Dans cette perspective, les psychothérapies sont loin d’être des disciplines. L’auteur ne distingue d’ailleurs pas entre le marché libéral des psychothérapies et l’usage des psychothérapies en institution ou dans des dispositifs de santé mentale (chap. 3) ni entre le psychanalysme (ou la culture « psy ») et le discours des professionnels. Comme si l’idiome « psy » était homogène, généralisé et continu. Comme s’il n’existait pas un écart entre discours officiel et pratique quotidienne. De plus, s’il fallait les qualifier, ce seraient peut-être des « techniques de soi » (permettant des opérations sur soi et de transformation). Mais est-ce le problème? Non. L’étude minutieuse des luttes de définition des psychothérapies nous en apprendrait sûrement bien plus que la synthèse des grandes tendances « prometteuses » du champ psychothérapeutique, l’approche cognitivo-comportementaliste notamment (chap. 5 et 6), qui a progressivement effacé l’humanisme thérapeutique (chap. 4).
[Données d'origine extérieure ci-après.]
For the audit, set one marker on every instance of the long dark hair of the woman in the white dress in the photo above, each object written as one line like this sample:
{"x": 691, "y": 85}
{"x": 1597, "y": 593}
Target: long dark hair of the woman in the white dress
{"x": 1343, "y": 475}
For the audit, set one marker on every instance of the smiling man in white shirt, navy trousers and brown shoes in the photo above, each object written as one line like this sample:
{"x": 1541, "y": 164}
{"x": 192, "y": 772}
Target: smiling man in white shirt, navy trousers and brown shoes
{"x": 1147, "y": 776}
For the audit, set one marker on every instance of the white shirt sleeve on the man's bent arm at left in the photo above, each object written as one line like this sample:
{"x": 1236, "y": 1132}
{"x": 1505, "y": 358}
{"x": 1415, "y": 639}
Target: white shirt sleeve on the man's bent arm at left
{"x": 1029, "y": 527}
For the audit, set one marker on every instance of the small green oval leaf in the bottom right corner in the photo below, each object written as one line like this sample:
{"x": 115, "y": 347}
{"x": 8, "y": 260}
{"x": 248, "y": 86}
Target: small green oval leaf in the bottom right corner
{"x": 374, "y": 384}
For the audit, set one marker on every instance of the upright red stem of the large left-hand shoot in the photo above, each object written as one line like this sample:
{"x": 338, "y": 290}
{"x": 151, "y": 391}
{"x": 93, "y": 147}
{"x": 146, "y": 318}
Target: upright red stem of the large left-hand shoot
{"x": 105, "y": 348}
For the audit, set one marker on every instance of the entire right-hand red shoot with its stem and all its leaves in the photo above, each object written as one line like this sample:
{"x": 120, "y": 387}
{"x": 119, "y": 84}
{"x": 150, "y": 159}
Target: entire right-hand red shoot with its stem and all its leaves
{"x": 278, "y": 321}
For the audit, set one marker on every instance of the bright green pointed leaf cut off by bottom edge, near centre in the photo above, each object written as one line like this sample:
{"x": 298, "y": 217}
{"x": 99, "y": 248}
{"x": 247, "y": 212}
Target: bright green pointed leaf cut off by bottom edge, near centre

On comprend implicitement que c’est une définition technique qui s’est imposée au Québec, mais comment?

Pour que les psychothérapies soient une nouvelle gestion de la question sociale (gouvernementalité), il faudrait pouvoir montrer comment une technique de pouvoir rejoint une technique de soi : les lieux d’écoute qui se sont développés en France pourraient être a priori un bon exemple. Mais paradoxalement, Didier Fassin (2004) montre exactement l’inverse : l’usage de l’écoute se déprofessionalise. Qui plus est, cette rencontre exige une médiation quasiment absente de l’approche de Marcelo Otero : la santé mentale est d’abord une affaire politique. La réédition récente d’un ouvrage de Françoise Boudreau (2003) sur l’histoire politique des institutions psychiatriques québécoises donne ainsi de précieuses indications sur les enjeux contemporains du champ de la santé mentale et de ses luttes passées. De ce fait, affirmer que les psychothérapies font de la politique avec des moyens non politiques n’a pas grand sens. Ne pas leur supposer de neutralité est plutôt un préalable méthodologique qui rappelle qu’il n’existe pas d’univers immunisé contre l’analyse sociologique (Pilgrim 1997). Aussi, la normalisation sociale est-elle l’institution d’une préférence, un choix politique ou le résultat d’une lutte. Pour comprendre comment des réalités sociales deviennent des réalités sanitaires, il faut analyser la médiation d’une politique et ses dispositifs, ne pas se contenter de résumer les cibles des interventions (famille, violence, adolescents, chap. 7) et constater ensuite que la santé mentale n’a plus de limites… Quelles limites? En a-t-elle jamais eu?